It is the start of a new year! No doubt many families are trying to get back into their routines and reinstate healthy and positive behaviors for themselves and their children. If you are like most parents, you probably have a number of resolutions for your family: eating better, keeping to a routine, spending more time together, etc. But consider adding “getting more sleep” to your list.
The number of children in America who are sleep deprived is remarkable. Some researchers suggest that 4 out of every 10 children are not getting enough sleep.
But why is sleep so important?
Lack of sleep can have a negative effect on children’s performance in school, on the playground, and in social and family relationships. Researchers have shown that symptoms of sleep deprivation look a lot like symptoms of ADHD:
- decrease in performance skills, concentration ability, reaction time, and the ability to understand and retain information; or
- increase in memory lapses, accidents and injuries, behavior problems, and mood problems, especially irritability.
It is up to us, as parents, to ensure that our children are able to do their best, and that includes making sure they get enough sleep.
How can you tell if your child is sleep deprived?
The average school-aged child needs between 9 and 10 hours of sleep per night. When sleep is insufficient in either quantity or quality, certain signs are there.
- Hard to wake. Children who do not get enough sleep often do not wake up spontaneously; they must be awakened, sometimes with great difficulty.
- Groggy. Another sign is that your child is sleepy when they wake up, which results in often rushed or missed breakfast and slower time getting ready in the morning.
- Falls asleep in class. Children who are sleep deprived often appear sleepy in school and may even fall asleep in class.
- Poor concentration. You or the teacher may notice that your child is having trouble concentrating in class and is not finishing work on time.

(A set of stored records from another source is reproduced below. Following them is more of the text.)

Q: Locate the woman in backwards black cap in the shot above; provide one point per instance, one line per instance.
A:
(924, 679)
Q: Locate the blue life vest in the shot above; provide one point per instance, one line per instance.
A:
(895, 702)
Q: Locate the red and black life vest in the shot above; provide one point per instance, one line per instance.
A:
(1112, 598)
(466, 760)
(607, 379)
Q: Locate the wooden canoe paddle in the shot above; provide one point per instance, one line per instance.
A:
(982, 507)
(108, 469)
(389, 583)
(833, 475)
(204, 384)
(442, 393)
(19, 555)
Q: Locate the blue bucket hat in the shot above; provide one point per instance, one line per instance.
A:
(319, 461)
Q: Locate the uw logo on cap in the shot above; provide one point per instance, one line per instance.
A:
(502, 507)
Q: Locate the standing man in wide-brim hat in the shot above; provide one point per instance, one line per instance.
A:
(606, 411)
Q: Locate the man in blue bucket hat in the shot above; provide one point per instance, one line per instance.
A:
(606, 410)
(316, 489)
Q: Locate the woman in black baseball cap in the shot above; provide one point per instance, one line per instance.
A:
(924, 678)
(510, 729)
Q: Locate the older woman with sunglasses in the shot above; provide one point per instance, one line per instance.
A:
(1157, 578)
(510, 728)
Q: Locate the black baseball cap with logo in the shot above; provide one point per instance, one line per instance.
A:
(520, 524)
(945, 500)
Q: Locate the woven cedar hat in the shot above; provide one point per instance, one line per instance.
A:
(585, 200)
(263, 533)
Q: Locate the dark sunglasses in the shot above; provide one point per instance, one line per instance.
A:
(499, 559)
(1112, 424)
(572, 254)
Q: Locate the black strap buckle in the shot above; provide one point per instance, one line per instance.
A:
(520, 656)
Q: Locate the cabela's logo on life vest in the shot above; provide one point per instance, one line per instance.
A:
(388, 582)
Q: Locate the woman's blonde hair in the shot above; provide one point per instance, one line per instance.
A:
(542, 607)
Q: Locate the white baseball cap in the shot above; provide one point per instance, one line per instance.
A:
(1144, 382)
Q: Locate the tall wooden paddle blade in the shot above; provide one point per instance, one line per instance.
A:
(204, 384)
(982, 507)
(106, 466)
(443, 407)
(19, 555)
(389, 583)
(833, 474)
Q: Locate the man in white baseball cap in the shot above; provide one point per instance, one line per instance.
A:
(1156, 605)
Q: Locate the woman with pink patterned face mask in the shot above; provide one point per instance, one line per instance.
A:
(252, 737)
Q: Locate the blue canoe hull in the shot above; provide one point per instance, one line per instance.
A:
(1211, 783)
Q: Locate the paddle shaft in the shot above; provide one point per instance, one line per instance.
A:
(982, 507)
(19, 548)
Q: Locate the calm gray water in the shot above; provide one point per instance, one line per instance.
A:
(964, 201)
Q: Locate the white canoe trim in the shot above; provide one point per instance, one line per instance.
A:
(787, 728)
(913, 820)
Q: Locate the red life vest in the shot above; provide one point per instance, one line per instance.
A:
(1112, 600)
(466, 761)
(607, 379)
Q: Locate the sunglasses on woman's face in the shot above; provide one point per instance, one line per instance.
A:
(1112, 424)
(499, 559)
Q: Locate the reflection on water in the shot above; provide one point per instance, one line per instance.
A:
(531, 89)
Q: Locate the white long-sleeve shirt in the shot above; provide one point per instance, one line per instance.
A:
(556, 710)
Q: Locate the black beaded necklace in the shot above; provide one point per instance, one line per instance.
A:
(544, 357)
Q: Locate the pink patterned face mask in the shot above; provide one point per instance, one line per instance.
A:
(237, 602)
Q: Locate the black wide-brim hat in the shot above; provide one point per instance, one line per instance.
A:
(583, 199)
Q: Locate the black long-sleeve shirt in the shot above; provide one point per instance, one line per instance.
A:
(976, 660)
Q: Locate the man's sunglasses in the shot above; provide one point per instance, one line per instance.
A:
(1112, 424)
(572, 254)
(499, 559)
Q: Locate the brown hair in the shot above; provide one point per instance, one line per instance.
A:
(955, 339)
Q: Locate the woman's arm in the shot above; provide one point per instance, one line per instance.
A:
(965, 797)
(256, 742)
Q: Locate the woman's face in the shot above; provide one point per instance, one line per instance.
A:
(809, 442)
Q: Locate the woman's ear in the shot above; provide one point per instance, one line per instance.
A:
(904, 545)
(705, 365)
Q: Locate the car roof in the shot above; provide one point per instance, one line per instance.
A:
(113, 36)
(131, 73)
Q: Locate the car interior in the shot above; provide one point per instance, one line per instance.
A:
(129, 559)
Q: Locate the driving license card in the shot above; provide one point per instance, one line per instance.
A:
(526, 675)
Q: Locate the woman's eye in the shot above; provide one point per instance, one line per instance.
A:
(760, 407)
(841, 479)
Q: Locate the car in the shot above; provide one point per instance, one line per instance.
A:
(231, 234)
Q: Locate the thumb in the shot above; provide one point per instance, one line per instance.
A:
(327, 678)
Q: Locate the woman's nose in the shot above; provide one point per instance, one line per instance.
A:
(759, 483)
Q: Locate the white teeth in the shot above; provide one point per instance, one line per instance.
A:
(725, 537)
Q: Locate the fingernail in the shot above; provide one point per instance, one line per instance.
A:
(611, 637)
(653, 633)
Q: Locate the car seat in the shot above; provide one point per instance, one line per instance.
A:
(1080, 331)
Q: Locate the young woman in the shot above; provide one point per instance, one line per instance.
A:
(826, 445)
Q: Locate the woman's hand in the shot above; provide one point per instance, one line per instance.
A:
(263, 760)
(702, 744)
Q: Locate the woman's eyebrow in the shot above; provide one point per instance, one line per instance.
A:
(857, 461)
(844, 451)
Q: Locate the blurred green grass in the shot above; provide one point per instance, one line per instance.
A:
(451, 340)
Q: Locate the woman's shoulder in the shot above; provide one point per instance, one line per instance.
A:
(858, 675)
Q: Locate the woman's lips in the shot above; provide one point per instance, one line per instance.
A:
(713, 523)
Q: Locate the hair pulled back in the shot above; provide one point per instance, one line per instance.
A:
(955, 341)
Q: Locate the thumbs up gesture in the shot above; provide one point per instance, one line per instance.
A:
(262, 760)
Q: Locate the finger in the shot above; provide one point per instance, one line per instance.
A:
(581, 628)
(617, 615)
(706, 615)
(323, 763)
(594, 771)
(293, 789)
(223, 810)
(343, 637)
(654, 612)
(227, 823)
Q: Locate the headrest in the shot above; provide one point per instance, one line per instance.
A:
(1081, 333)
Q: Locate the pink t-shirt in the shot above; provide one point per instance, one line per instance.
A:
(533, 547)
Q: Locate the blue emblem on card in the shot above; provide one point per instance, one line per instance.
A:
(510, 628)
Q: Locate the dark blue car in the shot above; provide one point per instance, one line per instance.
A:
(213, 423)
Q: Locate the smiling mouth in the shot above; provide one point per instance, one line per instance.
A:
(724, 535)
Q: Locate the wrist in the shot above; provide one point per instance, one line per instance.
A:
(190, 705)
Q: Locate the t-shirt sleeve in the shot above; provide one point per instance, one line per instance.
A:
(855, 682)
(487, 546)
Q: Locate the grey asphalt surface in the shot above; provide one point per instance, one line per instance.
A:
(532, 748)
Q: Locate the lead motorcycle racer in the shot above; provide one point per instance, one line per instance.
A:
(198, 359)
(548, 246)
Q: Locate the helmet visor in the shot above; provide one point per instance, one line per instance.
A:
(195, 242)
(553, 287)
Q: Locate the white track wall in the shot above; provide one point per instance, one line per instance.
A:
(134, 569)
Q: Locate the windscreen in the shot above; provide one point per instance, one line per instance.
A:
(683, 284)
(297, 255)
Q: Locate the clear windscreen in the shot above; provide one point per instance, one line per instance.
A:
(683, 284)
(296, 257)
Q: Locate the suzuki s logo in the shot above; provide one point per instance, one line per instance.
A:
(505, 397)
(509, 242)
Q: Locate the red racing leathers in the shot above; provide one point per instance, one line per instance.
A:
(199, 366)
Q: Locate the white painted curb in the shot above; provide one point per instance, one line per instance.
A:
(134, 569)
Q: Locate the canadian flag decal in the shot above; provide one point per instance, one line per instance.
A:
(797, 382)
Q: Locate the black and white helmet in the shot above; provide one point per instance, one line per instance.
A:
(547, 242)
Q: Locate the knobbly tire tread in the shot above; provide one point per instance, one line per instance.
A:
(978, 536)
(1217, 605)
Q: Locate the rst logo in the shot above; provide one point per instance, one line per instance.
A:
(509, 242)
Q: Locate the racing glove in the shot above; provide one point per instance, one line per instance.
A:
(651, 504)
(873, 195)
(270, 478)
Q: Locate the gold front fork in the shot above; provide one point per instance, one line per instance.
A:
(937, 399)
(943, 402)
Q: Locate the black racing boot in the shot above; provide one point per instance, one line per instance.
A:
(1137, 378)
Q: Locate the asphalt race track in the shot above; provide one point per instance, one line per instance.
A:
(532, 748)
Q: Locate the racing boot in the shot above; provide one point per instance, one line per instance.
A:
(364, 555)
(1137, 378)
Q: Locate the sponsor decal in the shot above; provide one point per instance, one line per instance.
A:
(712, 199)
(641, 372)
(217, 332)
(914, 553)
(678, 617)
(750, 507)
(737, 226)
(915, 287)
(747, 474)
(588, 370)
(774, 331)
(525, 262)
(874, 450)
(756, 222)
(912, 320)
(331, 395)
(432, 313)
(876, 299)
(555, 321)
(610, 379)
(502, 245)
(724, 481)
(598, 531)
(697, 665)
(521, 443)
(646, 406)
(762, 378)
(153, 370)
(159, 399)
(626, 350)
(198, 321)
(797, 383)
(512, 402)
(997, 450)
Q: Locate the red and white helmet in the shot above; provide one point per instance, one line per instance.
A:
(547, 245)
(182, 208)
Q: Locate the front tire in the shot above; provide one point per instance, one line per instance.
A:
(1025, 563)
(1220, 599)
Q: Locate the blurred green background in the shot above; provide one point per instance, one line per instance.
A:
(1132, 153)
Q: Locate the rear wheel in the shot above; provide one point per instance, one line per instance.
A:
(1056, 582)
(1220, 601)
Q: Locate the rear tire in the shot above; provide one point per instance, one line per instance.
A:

- Irritability, especially late in the day, is also a sign.
- Late weekend sleeper. If your child is sleeping much longer and later on the weekends, he might be making up the sleep he missed during the week.
So, what steps can you take to ensure that your child is getting enough sleep?
The most important rule is to maintain a regular sleep and wake pattern seven days a week. This means going to bed on time every night and no sleeping in on the weekends.
Eliminate afternoon and evening naps.
Establish a relaxing bedtime routine, such as a warm bath and story time before bed. About one hour before your child is supposed to be in bed, start winding down. Turn the lights lower, eliminate stimulating computer games or movies, and prevent strenuous or boisterous physical activity.
Avoid feeding children big meals close to bedtime; avoid giving your child anything with caffeine within six hours before bedtime.
Set the room temperature so that it is comfortable, not too cold and not too hot, and make sure that the room is dark (use a nightlight for those who may be afraid of the dark). Experts also suggest no television in the bedroom, but for those who may be used to sleeping with a TV on, mute the sound and use the sleep timer on the TV., or come in to turn the TV off once your child is asleep.
Getting more sleep at night gives your child a chance to truly be their best at school and at home, and it can be contagious. When our children are in bed earlier, it frees up time so that we can be in bed earlier too.